Comment by leeoniya

18 days ago

uPlot maintainer here. this looks interesting, i'll do a deeper dive soon :)

some notes from a very brief look at the 1M demo:

- sampling has a risk of eliminating important peaks, uPlot does not do it, so for apples-to-apples perf comparison you have to turn that off. see https://github.com/leeoniya/uPlot/pull/1025 for more details on the drawbacks of LTTB

- when doing nothing / idle, there is significant cpu being used, while canvas-based solutions will use zero cpu when the chart is not actively being updated (with new data or scale limits). i think this can probably be resolved in the WebGPU case with some additional code that pauses the updates.

- creating multiple charts on the same page with GL (e.g. dashboard) has historically been limited by the fact that Chrome is capped at 16 active GL contexts that can be acquired simultaneously. Plotly finally worked around this by using https://github.com/greggman/virtual-webgl

> data: [[0, 1], [1, 3], [2, 2]]

this data format, unfortunately, necessitates the allocation of millions of tiny arrays. i would suggest switching to a columnar data layout.

uPlot has a 2M datapoint demo here, if interested: https://leeoniya.github.io/uPlot/bench/uPlot-10M.html

27 comments

leeoniya

huntergemmer 18 days ago

Really appreciate you taking the time to look, Leon - uPlot has been a huge inspiration for proving that browser charts don't have to be slow.

Both points are fair:

1. LTTB peak elimination - you're right, and that PR is a great reference. For the 1M demo specifically, sampling is on by default to show the "it doesn't choke" story. Users can set sampling: 'none' for apples-to-apples comparison. I should probably add a toggle in the demo UI to make that clearer.

2. Idle CPU - good catch. Right now the render loop is probably ticking even when static. That's fixable - should be straightforward to only render on data change or interaction. Will look into it.
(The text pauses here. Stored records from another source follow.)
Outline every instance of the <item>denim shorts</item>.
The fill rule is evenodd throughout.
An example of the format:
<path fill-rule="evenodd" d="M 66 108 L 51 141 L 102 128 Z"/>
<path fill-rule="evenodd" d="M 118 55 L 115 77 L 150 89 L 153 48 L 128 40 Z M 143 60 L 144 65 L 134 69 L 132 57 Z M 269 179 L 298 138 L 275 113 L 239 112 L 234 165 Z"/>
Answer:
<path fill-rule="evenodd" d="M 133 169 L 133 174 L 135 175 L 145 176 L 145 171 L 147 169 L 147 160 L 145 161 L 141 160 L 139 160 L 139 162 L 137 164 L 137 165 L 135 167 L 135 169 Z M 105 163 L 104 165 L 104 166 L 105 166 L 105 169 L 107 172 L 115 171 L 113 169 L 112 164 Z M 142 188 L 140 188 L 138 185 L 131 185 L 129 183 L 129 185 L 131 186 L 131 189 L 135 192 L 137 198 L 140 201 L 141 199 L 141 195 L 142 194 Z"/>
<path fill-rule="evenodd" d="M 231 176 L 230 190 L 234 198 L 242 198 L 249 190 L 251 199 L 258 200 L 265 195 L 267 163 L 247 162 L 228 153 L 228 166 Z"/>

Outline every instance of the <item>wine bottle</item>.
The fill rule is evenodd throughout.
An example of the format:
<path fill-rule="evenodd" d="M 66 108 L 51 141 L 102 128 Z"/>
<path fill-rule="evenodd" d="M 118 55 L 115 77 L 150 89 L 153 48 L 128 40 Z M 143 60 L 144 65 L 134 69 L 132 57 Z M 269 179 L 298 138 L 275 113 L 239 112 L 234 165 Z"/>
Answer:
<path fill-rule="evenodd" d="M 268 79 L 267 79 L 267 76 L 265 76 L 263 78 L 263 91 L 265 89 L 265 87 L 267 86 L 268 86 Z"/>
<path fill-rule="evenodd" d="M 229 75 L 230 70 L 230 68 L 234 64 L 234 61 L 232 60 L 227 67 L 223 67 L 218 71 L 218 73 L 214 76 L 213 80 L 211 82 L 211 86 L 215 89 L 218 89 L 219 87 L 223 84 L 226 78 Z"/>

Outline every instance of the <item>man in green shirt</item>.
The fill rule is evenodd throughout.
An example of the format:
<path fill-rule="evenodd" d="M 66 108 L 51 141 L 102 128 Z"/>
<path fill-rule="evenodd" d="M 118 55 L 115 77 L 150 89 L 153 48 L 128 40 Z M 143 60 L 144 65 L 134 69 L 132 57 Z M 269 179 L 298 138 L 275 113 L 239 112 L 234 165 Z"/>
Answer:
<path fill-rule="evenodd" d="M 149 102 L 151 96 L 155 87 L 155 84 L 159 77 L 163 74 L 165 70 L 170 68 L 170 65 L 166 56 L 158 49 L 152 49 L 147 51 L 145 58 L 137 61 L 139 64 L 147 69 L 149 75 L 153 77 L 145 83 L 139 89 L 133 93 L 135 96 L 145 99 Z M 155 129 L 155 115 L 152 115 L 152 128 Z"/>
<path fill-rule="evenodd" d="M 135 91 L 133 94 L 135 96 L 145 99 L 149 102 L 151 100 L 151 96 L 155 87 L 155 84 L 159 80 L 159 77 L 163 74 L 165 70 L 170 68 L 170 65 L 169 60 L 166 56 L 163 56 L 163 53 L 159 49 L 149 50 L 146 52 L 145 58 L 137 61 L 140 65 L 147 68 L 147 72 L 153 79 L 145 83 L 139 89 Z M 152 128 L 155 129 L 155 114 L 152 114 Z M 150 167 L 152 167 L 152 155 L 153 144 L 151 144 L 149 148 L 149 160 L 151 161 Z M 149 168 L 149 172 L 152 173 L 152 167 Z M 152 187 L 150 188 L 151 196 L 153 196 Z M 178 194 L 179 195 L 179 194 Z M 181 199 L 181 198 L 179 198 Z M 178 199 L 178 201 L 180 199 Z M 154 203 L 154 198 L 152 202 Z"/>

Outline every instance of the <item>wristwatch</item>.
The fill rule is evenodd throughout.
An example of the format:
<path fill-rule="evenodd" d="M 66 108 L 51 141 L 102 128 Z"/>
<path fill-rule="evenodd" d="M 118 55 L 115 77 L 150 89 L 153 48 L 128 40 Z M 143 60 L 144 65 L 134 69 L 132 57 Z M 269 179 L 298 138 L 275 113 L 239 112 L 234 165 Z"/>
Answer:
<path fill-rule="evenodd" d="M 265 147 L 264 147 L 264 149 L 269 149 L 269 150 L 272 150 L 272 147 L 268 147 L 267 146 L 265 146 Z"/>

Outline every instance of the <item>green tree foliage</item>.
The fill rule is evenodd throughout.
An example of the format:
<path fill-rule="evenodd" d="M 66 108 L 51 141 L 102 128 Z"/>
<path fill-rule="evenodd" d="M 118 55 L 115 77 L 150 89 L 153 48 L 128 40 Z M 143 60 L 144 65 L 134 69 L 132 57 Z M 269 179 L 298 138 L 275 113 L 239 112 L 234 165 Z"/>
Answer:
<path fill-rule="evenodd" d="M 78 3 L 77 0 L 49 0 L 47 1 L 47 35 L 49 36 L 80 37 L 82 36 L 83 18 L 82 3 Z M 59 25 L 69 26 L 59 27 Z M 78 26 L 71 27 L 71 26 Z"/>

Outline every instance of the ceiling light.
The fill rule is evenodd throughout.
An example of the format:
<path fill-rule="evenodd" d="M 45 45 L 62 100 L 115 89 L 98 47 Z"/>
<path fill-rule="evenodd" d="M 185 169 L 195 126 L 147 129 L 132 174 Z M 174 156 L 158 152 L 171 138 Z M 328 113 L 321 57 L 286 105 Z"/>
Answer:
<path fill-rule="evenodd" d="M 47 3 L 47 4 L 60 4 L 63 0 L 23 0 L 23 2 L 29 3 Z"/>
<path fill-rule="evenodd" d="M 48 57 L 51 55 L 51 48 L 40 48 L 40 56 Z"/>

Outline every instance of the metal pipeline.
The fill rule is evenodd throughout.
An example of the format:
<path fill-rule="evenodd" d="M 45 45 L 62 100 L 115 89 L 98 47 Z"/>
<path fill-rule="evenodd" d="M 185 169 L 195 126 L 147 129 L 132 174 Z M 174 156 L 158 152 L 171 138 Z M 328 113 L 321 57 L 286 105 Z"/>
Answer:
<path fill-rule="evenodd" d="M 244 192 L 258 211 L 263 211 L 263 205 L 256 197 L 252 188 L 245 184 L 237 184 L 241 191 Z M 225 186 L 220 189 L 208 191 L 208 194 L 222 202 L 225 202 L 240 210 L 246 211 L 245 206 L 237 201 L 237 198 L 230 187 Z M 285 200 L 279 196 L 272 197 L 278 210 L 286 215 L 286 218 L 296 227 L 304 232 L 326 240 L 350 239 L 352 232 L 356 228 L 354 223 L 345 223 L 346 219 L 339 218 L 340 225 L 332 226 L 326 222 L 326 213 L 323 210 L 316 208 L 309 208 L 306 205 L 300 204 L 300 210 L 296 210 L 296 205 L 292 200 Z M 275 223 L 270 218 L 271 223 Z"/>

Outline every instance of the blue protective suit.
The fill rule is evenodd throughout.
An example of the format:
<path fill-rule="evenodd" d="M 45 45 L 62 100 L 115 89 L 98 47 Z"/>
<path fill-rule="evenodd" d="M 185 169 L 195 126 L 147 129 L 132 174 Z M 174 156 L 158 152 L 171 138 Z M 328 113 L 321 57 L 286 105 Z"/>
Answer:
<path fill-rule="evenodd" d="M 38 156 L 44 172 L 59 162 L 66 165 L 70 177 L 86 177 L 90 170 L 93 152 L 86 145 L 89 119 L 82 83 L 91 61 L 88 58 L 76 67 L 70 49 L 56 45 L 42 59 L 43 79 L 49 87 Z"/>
Would love your deeper dive feedback when you get to it. Always more to learn from someone who's thought about this problem as much as you have.

dapperdrake 18 days ago
Blind sampling like this makes it useless for real-world statistics of the kind your users care about.
And column-oriented data is a must. Look at Rlang's data frames, pandas, polars, numpy, sql, and even Fortran's matrix layout.
Also need specialized expicitly targetable support for Float32Array and Float64Array. Both API and ABI are necessary if you want to displace incumbents.
There is huge demand for a good web implementation. This is what it takes.
Am interested in collaborating.
- huntergemmer 18 days ago
  
  Down. Hit me up!
  https://www.linkedin.com/in/huntergemmer/

olau 18 days ago

Original Flot maintainer here.

I once had to deal with many million data points for an application. I ended up mip-mapping them client-side.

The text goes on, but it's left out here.